Freigeister-Tanz verboten

Die angekündigte

Atheistische Filmnacht des bfg München mit anschließender Heidenspaß-Party

ist am 4. 4. 2007 verboten worden: Freigeister-Tanz verboten

Zur Vorgeschichte:
Veranstaltungsankündigung im Freigeisterhaus
Religionsfreier Zone droht Verbot
Religionsfreie Zone München 2007

Zu der Vorbotsandrohung hatte der Veranstalter am 2. 4. 2007 noch erklärt: „Keiner soll daher kommen und behaupten, dass man bei uns gezwungen ist, eine Minderheit zu sein! Jeder hat das Recht, sich einer Mehrheit anzuschließen! Dann braucht er sich auch von keiner Minderheit majorisieren lassen!“ Gerhard Polt * Presse-Meldung zu „Heidenspass statt Höllenqual“ Sehr geehrte Damen und Herren, mit Schreiben vom 26.03.07 ist dem Bund für Geistesfreiheit München vom Kreisverwaltungsreferat der Landeshauptstadt München mitgeteilt worden, dass „beabsichtigt“ ist, „die Durchführung der Heidenspass-Party am Karfreitag, 06.04.2007, zu untersagen und diese gegebenenfalls zu unterbinden.“

Der bfg München hat bis 04.04.07 Gelegenheit, sich hierzu schriftlich zu äußern. In dem Schreiben werden wir weiter darüber aufgeklärt, dass „gemäß Art.3 FTG (Feiertagsgesetz) öffentliche Vergnügungen, die nicht dem Ernst des Tages entsprechen, an Stillen Tagen verboten sind. Zudem dürfen am Karfreitag in Räumen mit Schankbetrieb keine musikalischen Darbietungen stattfinden (Musikverbot). Ausnahmen hiervon sind gemäß Art. 5 FTG am Karfreitag nicht möglich.“

Zur Klarstellung Der bfg München plant für Karfreitag, 06.04.07, eine politische Veranstaltung mit dem Zweck, auf das aus unserer Sicht nicht zeitgemäße und undemokratische Feiertagsgesetz hinzuweisen und eine Überarbeitung zu erreichen. Die Veranstaltung besteht aus Erläuterungen zum Anliegen des bfg München, Kino („Chocolat“ und „Wer früher stirbt ist länger tot“) mit Schokoladenbuffet, anschließend öffentliche Aufnahme zweier Ehrenmitglieder mit Vorstellung der Ziele des bfg München und schließlich Party unter dem Motto „Heidenspass statt Höllenqual“. Aus dem Schreiben des KVR geht nicht eindeutig hervor, inwieweit auf Antrag des Erzbischöflichen Ordinariats lediglich die Party verboten werden soll als Teil der geplanten Veranstaltung oder aber die gesamte Veranstaltung. Wenn sich das Verbot nur gegen die Party richtet, dann bedeutet dies, dass die beiden Filme als „dem Ernst des Tages“ angemessen bewertet werden mitsamt dem öffentlichen Schokolade-Buffet. Zur Erinnerung: Im Film „Chocolat“ eröffnet eine alleinerziehende Mutter mitten in der Fastenzeit in einem bigott christlichen, französischen Dorf eine „Chocolaterie“ gegen alle christlich begründeten Widerstände. Zug um Zug zieht jedoch mit der mutigen, nicht angepassten Frau und ihrem Schokolade-Laden unaufhaltsam der Freigeist ins Dorf!
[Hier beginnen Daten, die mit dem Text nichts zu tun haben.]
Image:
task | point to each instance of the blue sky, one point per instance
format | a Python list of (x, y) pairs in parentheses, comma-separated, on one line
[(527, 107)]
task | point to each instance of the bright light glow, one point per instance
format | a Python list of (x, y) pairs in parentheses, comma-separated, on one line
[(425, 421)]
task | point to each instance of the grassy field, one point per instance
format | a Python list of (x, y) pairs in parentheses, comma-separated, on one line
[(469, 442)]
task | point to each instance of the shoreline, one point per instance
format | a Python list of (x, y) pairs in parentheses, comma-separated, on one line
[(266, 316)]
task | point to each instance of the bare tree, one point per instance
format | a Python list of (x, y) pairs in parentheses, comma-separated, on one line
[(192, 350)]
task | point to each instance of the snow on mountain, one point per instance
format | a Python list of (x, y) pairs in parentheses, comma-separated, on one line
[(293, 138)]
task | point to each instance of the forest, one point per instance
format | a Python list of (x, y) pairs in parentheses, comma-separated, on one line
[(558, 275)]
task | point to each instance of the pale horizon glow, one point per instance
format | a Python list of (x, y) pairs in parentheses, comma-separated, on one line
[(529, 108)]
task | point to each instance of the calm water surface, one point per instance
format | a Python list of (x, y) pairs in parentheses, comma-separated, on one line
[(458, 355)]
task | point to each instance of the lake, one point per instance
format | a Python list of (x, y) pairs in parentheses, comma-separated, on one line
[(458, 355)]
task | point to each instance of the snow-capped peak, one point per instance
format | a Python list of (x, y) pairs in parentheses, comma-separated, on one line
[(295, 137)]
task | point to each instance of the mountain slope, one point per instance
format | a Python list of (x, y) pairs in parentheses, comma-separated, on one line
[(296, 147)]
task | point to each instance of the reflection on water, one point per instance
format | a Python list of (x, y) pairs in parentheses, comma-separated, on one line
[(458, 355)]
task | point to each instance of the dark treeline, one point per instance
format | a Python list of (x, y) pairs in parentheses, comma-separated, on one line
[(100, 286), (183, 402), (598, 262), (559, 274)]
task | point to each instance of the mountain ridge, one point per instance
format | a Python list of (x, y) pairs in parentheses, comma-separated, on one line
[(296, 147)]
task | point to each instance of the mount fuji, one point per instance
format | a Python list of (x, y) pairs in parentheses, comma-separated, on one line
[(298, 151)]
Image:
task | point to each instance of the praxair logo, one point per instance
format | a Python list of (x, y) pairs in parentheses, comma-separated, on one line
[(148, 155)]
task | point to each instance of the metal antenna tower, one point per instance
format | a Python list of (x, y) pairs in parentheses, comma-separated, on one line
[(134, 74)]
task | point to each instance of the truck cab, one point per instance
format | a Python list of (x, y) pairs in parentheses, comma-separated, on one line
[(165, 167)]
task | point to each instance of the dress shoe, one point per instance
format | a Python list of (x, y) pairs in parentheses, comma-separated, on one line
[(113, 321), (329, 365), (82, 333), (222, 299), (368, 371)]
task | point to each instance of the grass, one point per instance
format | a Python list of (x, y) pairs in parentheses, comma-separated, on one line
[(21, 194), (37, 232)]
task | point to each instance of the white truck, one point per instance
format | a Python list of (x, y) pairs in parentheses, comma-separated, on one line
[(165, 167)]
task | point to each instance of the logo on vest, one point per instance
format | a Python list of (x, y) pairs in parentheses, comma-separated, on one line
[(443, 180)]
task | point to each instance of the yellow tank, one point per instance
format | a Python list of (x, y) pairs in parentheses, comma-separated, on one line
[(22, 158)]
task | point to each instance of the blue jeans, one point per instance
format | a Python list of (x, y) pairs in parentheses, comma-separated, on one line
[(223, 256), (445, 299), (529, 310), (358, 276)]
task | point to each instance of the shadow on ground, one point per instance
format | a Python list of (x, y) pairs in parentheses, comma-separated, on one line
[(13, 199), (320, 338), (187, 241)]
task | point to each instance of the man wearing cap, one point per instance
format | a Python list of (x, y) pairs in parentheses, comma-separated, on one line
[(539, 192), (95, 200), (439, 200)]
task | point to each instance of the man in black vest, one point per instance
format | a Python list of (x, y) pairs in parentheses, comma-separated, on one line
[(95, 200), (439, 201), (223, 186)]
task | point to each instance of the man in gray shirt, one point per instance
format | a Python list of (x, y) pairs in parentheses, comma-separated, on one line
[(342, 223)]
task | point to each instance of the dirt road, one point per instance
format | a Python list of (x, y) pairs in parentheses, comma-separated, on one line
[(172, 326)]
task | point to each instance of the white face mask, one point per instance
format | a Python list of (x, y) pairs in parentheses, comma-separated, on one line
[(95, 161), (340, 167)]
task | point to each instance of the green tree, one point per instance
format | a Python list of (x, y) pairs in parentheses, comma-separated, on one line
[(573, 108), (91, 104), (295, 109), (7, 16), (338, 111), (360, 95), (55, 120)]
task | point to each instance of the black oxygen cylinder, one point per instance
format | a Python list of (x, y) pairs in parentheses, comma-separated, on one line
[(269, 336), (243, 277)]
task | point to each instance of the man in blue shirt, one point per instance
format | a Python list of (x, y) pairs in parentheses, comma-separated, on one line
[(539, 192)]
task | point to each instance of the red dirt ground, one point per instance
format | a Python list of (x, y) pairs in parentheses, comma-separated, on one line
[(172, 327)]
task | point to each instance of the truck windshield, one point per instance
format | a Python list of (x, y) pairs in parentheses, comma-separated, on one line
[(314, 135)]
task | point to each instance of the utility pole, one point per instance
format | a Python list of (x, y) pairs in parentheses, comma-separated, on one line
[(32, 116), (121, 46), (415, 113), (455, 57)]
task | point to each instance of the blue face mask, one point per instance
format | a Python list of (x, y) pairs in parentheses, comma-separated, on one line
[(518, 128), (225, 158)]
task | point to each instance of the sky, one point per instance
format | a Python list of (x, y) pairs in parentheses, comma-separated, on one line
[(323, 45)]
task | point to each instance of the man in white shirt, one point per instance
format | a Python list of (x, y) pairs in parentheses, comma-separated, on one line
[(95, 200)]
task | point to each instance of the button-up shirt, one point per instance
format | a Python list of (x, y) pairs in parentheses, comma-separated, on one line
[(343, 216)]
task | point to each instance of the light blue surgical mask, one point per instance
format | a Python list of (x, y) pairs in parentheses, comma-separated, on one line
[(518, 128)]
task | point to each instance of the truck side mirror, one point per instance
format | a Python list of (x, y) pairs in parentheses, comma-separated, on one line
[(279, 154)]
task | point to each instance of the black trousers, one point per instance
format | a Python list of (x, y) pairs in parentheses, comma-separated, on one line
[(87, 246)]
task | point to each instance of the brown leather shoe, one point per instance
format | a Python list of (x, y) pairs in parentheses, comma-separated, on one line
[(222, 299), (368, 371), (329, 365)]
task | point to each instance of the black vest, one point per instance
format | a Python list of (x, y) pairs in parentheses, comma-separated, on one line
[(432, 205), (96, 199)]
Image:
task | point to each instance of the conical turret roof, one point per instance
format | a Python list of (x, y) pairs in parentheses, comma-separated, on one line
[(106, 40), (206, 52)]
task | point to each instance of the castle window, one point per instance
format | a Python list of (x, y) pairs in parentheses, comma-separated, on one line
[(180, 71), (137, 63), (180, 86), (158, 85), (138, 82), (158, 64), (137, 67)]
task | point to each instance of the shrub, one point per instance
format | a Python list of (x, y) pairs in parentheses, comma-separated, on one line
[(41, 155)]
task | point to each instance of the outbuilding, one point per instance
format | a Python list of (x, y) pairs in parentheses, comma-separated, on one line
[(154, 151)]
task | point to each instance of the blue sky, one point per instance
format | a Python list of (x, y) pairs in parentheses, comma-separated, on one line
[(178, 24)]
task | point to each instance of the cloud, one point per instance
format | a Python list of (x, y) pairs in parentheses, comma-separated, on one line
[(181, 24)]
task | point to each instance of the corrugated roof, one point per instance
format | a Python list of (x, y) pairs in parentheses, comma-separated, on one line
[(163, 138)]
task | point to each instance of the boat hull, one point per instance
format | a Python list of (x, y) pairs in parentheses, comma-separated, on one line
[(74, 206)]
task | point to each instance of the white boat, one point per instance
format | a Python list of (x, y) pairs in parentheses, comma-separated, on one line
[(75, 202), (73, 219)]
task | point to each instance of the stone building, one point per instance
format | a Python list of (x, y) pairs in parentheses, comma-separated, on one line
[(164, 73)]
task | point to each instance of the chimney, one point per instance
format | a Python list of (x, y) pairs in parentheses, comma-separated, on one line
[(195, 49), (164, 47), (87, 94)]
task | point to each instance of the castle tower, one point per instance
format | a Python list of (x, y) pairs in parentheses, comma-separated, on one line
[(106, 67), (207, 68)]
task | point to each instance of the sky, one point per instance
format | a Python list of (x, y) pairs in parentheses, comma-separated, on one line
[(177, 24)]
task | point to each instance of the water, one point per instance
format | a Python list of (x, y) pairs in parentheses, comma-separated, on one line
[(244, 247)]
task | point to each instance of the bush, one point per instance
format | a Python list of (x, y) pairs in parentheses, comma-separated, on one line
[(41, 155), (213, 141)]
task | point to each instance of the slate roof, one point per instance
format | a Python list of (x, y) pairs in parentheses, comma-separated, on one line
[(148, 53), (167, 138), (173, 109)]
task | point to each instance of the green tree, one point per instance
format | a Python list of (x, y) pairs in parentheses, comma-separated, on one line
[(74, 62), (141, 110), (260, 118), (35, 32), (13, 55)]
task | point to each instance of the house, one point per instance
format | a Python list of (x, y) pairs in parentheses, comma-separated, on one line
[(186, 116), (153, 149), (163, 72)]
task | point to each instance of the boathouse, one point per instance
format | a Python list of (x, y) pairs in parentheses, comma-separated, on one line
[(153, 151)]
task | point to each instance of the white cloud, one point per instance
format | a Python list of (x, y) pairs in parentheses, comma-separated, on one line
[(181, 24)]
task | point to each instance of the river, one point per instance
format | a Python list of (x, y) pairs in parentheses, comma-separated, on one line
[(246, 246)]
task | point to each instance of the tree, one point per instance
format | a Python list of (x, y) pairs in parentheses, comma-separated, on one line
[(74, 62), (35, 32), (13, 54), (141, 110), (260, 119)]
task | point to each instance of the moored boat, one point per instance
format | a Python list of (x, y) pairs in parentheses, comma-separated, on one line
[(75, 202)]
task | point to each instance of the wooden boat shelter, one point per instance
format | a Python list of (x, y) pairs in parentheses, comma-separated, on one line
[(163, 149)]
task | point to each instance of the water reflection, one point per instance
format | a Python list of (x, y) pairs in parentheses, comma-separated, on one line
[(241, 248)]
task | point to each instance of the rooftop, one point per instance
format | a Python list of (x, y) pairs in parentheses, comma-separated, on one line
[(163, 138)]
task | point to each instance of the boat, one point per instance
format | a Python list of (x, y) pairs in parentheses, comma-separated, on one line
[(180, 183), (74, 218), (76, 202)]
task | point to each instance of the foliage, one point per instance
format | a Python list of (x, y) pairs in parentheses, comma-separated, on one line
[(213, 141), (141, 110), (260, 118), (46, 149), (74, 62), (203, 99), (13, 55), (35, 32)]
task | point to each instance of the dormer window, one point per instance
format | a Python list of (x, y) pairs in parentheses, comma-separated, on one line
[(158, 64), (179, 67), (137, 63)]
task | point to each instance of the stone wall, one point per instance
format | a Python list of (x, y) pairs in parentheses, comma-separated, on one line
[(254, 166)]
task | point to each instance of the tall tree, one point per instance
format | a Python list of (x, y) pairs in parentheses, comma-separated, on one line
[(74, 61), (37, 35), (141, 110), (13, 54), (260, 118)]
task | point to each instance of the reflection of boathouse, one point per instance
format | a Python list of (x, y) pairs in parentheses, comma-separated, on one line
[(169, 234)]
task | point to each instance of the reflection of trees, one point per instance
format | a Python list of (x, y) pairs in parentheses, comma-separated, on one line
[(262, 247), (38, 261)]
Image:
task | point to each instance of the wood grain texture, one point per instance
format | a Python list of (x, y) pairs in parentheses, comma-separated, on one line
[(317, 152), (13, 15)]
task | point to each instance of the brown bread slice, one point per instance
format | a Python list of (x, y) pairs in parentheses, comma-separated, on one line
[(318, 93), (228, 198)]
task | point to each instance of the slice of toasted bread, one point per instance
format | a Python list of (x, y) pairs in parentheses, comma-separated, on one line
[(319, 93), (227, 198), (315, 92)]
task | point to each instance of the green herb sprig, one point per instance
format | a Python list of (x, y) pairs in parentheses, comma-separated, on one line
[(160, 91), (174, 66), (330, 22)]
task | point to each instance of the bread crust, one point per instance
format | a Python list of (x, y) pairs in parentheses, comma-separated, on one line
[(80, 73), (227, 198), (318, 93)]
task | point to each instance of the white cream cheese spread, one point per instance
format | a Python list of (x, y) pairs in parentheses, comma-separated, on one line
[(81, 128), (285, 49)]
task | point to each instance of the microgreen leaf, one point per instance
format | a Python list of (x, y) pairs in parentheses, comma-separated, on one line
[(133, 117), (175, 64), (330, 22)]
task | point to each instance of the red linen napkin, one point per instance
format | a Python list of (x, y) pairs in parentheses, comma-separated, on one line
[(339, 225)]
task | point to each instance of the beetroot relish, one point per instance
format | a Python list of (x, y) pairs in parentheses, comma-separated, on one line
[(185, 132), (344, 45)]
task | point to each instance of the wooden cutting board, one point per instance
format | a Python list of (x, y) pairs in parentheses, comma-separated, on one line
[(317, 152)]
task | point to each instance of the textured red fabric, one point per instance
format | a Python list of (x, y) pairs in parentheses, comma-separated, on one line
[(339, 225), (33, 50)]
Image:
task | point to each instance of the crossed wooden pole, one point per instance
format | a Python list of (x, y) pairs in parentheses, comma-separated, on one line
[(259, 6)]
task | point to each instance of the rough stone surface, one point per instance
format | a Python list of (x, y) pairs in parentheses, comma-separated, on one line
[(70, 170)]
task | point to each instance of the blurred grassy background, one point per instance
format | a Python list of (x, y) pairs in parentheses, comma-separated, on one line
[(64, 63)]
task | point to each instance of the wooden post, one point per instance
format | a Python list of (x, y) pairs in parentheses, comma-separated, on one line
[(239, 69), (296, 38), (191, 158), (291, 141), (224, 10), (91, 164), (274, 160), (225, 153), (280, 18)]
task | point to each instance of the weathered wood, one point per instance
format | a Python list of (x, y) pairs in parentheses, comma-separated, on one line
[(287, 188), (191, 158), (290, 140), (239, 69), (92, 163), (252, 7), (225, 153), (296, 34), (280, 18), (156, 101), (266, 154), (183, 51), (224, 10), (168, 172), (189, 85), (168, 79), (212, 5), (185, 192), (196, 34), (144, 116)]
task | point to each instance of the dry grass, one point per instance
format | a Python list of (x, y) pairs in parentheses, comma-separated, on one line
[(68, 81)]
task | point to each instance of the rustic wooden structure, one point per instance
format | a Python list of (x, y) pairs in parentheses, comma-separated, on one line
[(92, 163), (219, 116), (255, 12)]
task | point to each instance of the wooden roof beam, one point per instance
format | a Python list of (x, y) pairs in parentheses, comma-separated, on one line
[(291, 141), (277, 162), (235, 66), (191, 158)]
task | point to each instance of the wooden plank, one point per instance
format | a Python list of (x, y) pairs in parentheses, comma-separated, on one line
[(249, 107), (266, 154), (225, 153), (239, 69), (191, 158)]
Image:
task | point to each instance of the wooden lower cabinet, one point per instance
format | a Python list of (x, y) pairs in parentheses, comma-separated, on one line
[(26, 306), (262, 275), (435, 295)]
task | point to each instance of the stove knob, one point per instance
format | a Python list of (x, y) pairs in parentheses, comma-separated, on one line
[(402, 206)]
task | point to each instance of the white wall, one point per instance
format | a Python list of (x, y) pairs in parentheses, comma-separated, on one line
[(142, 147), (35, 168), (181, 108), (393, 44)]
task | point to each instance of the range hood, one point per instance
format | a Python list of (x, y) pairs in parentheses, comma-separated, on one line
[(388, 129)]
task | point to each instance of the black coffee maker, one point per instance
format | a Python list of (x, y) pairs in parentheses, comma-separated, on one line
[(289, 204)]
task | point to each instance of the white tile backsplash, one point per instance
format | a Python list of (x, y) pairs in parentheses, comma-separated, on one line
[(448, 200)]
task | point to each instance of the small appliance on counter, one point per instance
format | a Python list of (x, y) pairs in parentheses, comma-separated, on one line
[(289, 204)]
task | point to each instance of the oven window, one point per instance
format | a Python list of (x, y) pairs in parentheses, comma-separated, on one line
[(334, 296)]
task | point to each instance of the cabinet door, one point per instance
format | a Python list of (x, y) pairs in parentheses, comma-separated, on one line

Zum Anliegen Es kann nach unserer Auffassung nicht demokratisch legitimiert werden, dass auch Nicht-Christen und Andersgläubige (über ein Drittel der bundesdeutschen Bevölkerung ist bereits konfessionslos) in einem demokratischen Staat des 21.Jahrhunderts gesetzlich gezwungen werden, auf Anhänger christlicher Glaubenslehren „Rücksicht“ zu nehmen und deshalb auf Musik-Darbietungen und andere Vergnügungen in geschlossenen Räumen verzichten zu müssen. Religionsfreiheit ist das Recht aller Bürger/innen. Was die Menschen heutzutage glauben wollen oder eben nicht glauben wollen, ist ihre persönliche Entscheidung und muss frei von staatlicher Einflussnahme sein. Für eine echte Trennung von Staat und Kirche! Für die Durchführung unserer politischen Veranstaltung haben wir ein privat betriebenes Theater gemietet, da wir über keine geeigneten eigenen Räume verfügen. Der Vermieter hat mit der Veranstaltung nichts zu tun. Es handelt sich um ein Veranstaltungsangebot des bfg München an die interessierte Öffentlichkeit, niemand wird gezwungen, zu kommen, der Eintritt ist (gegen Bezahlung) freiwillig. Das Theater erfüllt alle Auflagen für Theater- und Schankbetriebe.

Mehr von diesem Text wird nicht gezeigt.